Waar partijen de rechtbank verzoeken de scheiding van tafel en bed “op te heffen”, veronderstellen zij kennelijk dat voor de beëindiging van hun scheiding van tafel en bed een rechterlijke beslissing vereist is. Dat is echter niet zo; in zoverre moet het verzoek worden afgewezen. Voor de beëindiging van een scheiding van tafel en bed is enkel de inschrijving ervan in het huwelijksgoederenregister vereist. Uit artikel 1, lid 3 van het Besluit Huwelijksgoederenregister 1969 volgt dat ter verkrijging van die inschrijving de echtgenoten (gezamenlijk) dienen te verklaren dat de scheiding van tafel en bed door verzoening heeft opgehouden te bestaan en dat de griffier van die verklaring een akte opmaakt, die de echtgenoten in persoon of bij gevolmachtigde ondertekenen.

3.4.

Voor zover partijen hebben bedoeld de rechtbank te verzoeken de griffier te gelasten de onder 3.4 bedoeld inschrijving te verrichten, kan het verzoek evenmin worden toegewezen. Voor die inschrijving is een dergelijke last niet nodig. Wel is voor die inschrijving onder meer nodig dat partijen gezamenlijk verklaren dat de scheiding van tafel en bed “door verzoening” is geëindigd. Aan (het bestaan van) die verzoening worden in voornoemd wetsartikel geen vormvereisten gesteld, maar dát sprake is van een verzoening zal wel moeten worden gesteld, of anderszins moeten blijken. In het verzoekschrift is evenwel omtrent een verzoening niets gesteld.

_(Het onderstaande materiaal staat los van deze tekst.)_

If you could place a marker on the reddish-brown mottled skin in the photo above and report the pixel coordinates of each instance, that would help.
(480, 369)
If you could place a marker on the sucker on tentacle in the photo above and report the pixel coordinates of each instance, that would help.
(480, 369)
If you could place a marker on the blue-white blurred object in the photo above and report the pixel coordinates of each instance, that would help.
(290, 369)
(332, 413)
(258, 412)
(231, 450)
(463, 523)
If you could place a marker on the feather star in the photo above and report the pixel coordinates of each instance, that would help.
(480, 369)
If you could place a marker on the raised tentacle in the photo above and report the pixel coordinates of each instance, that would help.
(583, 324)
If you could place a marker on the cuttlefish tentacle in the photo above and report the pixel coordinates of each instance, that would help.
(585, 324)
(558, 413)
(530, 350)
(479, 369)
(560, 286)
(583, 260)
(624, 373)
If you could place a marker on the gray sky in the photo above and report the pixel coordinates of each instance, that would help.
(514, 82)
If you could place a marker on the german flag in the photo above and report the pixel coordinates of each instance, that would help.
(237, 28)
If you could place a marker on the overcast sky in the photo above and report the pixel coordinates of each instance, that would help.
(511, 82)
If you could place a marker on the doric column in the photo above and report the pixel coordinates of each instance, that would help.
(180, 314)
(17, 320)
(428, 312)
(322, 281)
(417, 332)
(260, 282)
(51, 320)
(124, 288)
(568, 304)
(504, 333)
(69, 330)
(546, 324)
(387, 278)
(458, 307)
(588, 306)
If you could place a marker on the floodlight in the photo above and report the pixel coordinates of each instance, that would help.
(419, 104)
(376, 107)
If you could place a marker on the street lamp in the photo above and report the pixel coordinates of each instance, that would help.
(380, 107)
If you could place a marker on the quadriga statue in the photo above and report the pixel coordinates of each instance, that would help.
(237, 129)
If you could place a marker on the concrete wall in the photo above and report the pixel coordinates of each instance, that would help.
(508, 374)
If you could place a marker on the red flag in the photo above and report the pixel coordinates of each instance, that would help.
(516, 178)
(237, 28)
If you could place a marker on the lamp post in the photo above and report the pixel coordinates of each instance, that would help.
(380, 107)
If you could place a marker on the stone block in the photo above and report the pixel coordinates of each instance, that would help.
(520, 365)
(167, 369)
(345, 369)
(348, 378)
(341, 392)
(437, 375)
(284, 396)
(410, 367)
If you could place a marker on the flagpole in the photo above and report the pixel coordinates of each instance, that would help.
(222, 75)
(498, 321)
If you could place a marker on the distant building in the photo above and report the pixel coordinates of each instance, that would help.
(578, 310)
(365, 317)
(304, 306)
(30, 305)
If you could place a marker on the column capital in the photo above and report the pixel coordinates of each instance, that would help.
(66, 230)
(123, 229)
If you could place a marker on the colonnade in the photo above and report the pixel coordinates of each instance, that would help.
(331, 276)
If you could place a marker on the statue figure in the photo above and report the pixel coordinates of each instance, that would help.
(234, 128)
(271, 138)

Het verzoek kan dan ook niet worden gezien als een verklaring van partijen dat de scheiding van tafel en bed door verzoening heeft opgehouden te bestaan, en is aldus onvoldoende om als basis te gelden voor de door de griffier ter zake op te maken akte.

3.5.

Gelet op het vorenstaande zal de rechtbank het verzoek afwijzen.

4De beslissing

De rechtbank:

wijst het verzoek af.

Deze beschikking is gegeven door mr. S.M.J. van Dijk, rechter, en in het openbaar uitgesproken op 7 november 2019 in tegenwoordigheid van S. de Visser, griffier.

AV

Voor zover in deze beschikking een of meer eindbeslissingen zijn opgenomen, kan – uitsluitend door een advocaat – hoger beroep tegen deze beschikking worden ingesteld, zulks door de verzoeker en degenen aan wie een afschrift van de beschikking is verstrekt of verzonden binnen drie maanden na de dag van de uitspraak, en door andere belanghebbenden binnen drie maanden na de betekening daarvan of nadat de beschikking hun op andere wijze bekend is geworden.